Oskar Pilzer
Geb. am: |
22. November 1882 |
Fakultät: |
Juridische Fakultät |
Kategorie: |
Doktorgradaberkennung |
Oskar PILZER, geb. am 22. November 1882 in Czaniec/Galizien [Czaniec/Polen],
Sohn von Samuel Pilzer (Kaufmann, 1849-1915) und dessen Frau Regina, geb. Robinson. Nach der Reifeprüfung am Gymnasium in Bielitz/Schlesien [Bielsko-Biała/Polen] nahm er ein Jusstudium an der Universität Wien auf und erwarb am 23. März 1906 an der Juridischen Fakultät der Universität Wien den Grad eines Dr. iur..
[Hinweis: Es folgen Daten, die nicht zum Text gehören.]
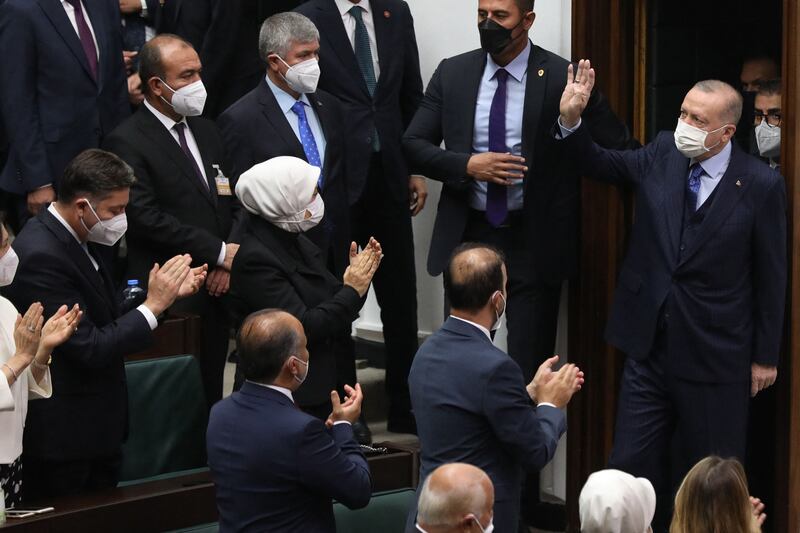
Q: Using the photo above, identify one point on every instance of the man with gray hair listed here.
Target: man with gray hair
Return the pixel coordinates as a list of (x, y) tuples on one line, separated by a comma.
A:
[(456, 497), (700, 300)]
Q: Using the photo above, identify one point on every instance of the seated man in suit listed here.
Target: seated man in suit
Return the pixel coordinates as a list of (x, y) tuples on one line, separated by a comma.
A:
[(285, 114), (275, 467), (469, 397), (72, 442), (455, 498), (181, 201)]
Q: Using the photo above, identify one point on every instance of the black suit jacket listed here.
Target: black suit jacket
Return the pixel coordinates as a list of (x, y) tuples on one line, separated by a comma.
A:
[(721, 298), (87, 414), (471, 406), (276, 468), (277, 269), (170, 211), (255, 129), (52, 108), (552, 183), (397, 95)]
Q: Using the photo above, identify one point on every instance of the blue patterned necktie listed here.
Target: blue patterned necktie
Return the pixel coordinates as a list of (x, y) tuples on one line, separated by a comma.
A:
[(307, 139), (364, 59), (693, 185), (496, 195)]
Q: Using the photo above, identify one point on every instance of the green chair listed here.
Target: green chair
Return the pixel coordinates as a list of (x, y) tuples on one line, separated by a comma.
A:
[(167, 418), (386, 513)]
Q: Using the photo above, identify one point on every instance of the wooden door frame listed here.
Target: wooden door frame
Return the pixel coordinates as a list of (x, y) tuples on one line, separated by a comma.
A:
[(613, 35)]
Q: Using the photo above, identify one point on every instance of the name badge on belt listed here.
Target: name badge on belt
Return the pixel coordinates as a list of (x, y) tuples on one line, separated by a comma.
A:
[(223, 183)]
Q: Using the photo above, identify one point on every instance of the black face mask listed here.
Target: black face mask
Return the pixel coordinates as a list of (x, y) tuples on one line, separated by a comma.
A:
[(494, 37)]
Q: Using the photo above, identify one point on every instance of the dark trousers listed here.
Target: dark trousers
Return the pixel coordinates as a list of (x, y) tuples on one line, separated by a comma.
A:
[(43, 478), (665, 424), (378, 214)]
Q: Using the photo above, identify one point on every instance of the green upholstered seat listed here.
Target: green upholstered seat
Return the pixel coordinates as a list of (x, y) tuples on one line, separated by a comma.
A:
[(386, 513), (167, 418)]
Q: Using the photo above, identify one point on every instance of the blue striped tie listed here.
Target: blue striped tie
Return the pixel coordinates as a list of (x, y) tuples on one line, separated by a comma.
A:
[(364, 59)]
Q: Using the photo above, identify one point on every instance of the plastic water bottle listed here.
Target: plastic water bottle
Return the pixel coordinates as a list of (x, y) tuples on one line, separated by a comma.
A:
[(132, 292)]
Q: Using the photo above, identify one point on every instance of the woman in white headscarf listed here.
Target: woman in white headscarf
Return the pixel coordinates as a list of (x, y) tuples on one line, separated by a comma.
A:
[(25, 346), (277, 266)]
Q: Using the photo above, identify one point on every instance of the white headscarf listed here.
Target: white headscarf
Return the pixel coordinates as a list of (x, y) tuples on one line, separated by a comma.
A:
[(279, 190), (615, 502)]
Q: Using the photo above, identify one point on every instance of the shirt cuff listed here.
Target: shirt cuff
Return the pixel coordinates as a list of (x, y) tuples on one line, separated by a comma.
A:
[(221, 258), (148, 315), (565, 131)]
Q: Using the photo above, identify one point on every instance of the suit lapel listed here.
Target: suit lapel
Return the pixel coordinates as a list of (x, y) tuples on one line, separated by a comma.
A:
[(335, 34), (276, 117), (155, 131), (59, 19), (732, 186), (78, 256)]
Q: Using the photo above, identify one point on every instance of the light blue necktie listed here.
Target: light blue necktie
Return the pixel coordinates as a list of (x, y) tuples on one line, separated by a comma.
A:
[(307, 139), (364, 59)]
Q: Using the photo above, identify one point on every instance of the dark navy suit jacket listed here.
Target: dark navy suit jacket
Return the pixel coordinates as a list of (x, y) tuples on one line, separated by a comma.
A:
[(722, 296), (471, 406), (276, 468), (52, 107), (87, 415)]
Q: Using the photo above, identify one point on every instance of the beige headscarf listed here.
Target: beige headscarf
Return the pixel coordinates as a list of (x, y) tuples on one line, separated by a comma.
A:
[(615, 502), (279, 189)]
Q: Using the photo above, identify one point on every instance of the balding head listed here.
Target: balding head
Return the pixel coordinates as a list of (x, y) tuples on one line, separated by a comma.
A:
[(266, 339), (475, 272), (453, 497)]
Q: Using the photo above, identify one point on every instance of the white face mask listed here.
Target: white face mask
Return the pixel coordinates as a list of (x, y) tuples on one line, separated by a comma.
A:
[(189, 100), (302, 77), (8, 267), (499, 315), (299, 223), (106, 232), (691, 141), (306, 363), (768, 139)]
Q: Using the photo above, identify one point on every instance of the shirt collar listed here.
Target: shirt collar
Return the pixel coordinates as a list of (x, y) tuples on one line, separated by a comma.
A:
[(164, 119), (517, 68), (346, 5), (716, 164), (285, 100), (483, 329), (55, 213), (286, 392)]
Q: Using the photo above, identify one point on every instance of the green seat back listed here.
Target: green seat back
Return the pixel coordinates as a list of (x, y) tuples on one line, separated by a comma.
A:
[(386, 513), (167, 417)]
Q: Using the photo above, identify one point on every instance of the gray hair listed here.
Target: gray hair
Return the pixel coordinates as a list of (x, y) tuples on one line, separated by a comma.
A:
[(279, 32), (732, 111), (446, 508)]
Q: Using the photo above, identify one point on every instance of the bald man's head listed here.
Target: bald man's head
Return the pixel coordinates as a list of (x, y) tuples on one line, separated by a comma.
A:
[(265, 341), (452, 494), (475, 272)]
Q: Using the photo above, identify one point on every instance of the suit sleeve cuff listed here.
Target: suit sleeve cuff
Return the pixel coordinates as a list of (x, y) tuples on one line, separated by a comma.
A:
[(149, 316)]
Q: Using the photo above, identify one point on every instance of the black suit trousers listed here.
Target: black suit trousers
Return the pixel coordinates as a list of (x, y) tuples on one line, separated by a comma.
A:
[(379, 214)]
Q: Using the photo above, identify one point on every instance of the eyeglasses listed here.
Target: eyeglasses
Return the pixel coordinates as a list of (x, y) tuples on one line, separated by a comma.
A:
[(773, 118)]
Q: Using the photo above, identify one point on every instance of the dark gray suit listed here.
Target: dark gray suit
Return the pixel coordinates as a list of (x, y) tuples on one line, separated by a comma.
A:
[(471, 406)]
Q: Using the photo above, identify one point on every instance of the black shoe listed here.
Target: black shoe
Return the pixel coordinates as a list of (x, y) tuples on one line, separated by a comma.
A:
[(361, 432)]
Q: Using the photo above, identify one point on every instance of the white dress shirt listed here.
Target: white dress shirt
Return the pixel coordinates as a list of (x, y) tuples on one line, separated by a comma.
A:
[(515, 106), (71, 15), (191, 142), (146, 312), (14, 398), (285, 102), (350, 28)]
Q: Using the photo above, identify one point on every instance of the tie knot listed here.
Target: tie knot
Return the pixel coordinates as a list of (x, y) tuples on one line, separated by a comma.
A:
[(355, 11)]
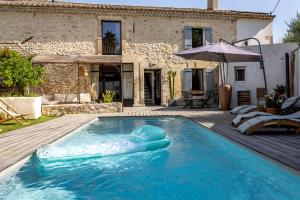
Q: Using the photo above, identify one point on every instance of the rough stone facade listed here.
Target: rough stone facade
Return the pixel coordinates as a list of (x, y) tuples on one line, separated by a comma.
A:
[(63, 79), (62, 109), (146, 41)]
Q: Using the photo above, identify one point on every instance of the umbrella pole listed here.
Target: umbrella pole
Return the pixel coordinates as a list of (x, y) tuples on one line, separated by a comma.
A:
[(78, 83)]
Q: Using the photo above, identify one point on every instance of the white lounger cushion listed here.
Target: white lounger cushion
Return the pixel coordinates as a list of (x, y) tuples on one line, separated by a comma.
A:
[(289, 102), (257, 120), (246, 109), (237, 109), (240, 117)]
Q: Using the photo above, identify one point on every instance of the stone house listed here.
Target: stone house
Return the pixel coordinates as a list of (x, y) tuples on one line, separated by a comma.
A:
[(128, 49)]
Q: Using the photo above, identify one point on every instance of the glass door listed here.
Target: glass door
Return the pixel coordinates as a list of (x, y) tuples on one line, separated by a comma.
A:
[(127, 82)]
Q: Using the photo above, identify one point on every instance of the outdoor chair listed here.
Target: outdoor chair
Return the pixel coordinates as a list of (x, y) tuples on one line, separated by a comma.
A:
[(11, 114), (201, 98), (243, 98), (260, 122), (286, 107)]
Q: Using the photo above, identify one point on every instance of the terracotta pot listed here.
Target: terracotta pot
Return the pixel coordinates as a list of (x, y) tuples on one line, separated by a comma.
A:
[(225, 97), (274, 111)]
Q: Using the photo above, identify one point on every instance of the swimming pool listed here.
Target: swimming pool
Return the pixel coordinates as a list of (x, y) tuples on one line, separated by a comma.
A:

Spezialisiert auf Industrie und Finanzwesen arbeitete er zunächst in einer Anwaltskanzlei, später als Rechtskonsulent für die Internationale Handelsbank und danach als freiberuflicher Konsulent. 1921 heiratete er Hilda Kamarad, 1921 und 1922 wurden ihre beiden Söhne George und Herbert geboren.
Die österreichische Filmindustrie war ab Ende der 1920er Jahre wegen der Umstellung auf Tonfilm und dem damit verbundenen gestiegenen Finanzbedarf in einer Krise. Die Wiener "Sascha-Filmindustrie AG" erhielt im Juli 1930 neue Eigentümer - die Geschäftsleitung der Kapitalgruppe bildeten Oskar Pilzer und fünf weitere Investoren. Das Unternehmen wurde grundlegend erneuert: Kinos mit Tonanlagen ausgestattet, ein Atelier adaptiert, die firmeneigene Kopieranstalt erneuert und der erste Tonfilm der Firma produziert.
Wegen Meinungsverschiedenheiten legte Pilzer im Mai 1931 sein Mandat nieder. Nachdem die Firma aber in finanzielle Schwierigkeiten geriet, wurden im Dezember 1931 der Anwalt Kurt Pilzer und der Bankier Viktor Pilzer als neue Verwaltungsräte bestellt. Im August 1932 kamen auch Oskar und sein Bruder Severin Pilzer hinzu. In der sogenannten "Pilzer-Gruppe" war Oskar Pilzer federführend. Die "Sascha-Filmindustrie AG"erwarb noch Ende des selben Jahres den Studiokomplex am Rosenhügel in Wien 13 als wichtige Produktionsstätte.
Das Unternehmen ging eine Partnerschaft mit Berliner Firma Tobis ein und im Jänner 1934 wurde die Gesellschaft "Tobis-Sascha-Filmindustrie AG" gegründet. Im selben Jahr produzierte die "Sascha-Filmindustrie AG" ihre bekannteste Produktion, "Maskerade" von Willi Forst.
Nachdem in Deutschland ab 1933 der Ausschluss von Juden aus der Filmproduktion erfolgte, nahm auch der Druck auf die österreichische Filmindustrie zu. Die Reichsfilmkammer versuchte ab Ende 1933 die Aufführung österreichischer Filme mit jüdischen Mitwirkenden zu be- bzw. verhindern, forderte ab 1934 Drehbücher und Besetzungslisten zur Begutachtung und bewirkte, dass ab Februar 1935 Juden nur noch als Produzenten geduldet wurden.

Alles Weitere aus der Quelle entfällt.